The conversion of fossil fuels, by gasification, reforming, or partial oxidation processes is important for the synthesis of hydrogen and syngas which are subsequently used in refining, and for production of chemicals and fuels. Gas-separation steps are needed in the implementation of these technologies and membranes are commonly used for this purpose. Membrane reactors are a promising application because they combine reaction and separation in one step, overcoming equilibrium limitations in some chemical transformations.
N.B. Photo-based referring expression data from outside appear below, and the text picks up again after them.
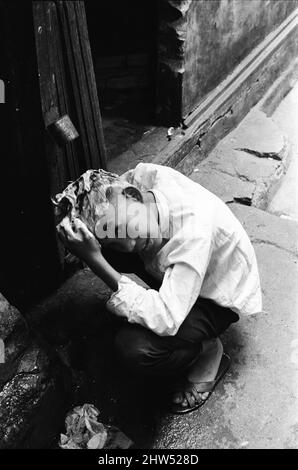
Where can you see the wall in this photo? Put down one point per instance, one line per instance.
(219, 34)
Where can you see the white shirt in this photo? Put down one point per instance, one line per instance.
(209, 255)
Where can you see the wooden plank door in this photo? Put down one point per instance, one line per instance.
(68, 86)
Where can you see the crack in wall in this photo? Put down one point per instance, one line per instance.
(256, 153)
(259, 241)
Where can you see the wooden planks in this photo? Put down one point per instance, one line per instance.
(67, 86)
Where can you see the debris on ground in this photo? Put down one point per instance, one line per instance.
(84, 431)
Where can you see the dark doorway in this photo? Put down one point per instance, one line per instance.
(123, 38)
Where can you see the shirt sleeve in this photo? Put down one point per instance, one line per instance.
(163, 311)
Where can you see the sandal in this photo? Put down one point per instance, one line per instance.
(192, 388)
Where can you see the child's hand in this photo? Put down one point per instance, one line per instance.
(78, 239)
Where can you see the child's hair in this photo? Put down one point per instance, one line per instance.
(88, 197)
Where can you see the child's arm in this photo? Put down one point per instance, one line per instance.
(82, 243)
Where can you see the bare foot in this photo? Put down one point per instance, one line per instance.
(203, 370)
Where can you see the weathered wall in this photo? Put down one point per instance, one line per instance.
(219, 34)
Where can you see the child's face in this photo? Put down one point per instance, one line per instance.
(129, 226)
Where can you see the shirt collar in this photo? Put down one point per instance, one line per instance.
(163, 211)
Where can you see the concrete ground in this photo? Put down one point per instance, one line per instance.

It is known that palladium-based membranes are effective materials for hydrogen separation with high permeance and selectivity and high mechanical strength. In the present work a novel membrane preparation technique was used employing an electric-field to uniformly deposit Pd nanoparticle seeds on a substrate, followed by deposition of ultrathin Pd or Pd-Cu layers on the activated surface by electroless plating (ELP). To increase the membranes’ resistance to sulfur poisoning, phosphorus was incorporated in the structure and the peformance and sulfur resistance of the membranes were evaluated under exposure to a gas mixture of 100 ppm H2S in H2. The presence of phosphorus conferred structural integrity to the membranes, resulting in a more efficient regeneration under hydrogen flow after exposure to H2S.
The prepared membranes were used in a membrane reactor and tested for ethanol steam reforming for hydrogen production, using catalysts such as Co-Na/ZnO. The reactions were also carried out in in a packed bed reactor to evaluate the benefits of employing membranes. Ethanol conversion and hydrogen product yields were significantly higher in the membrane reactors compared to the packed bed reactor.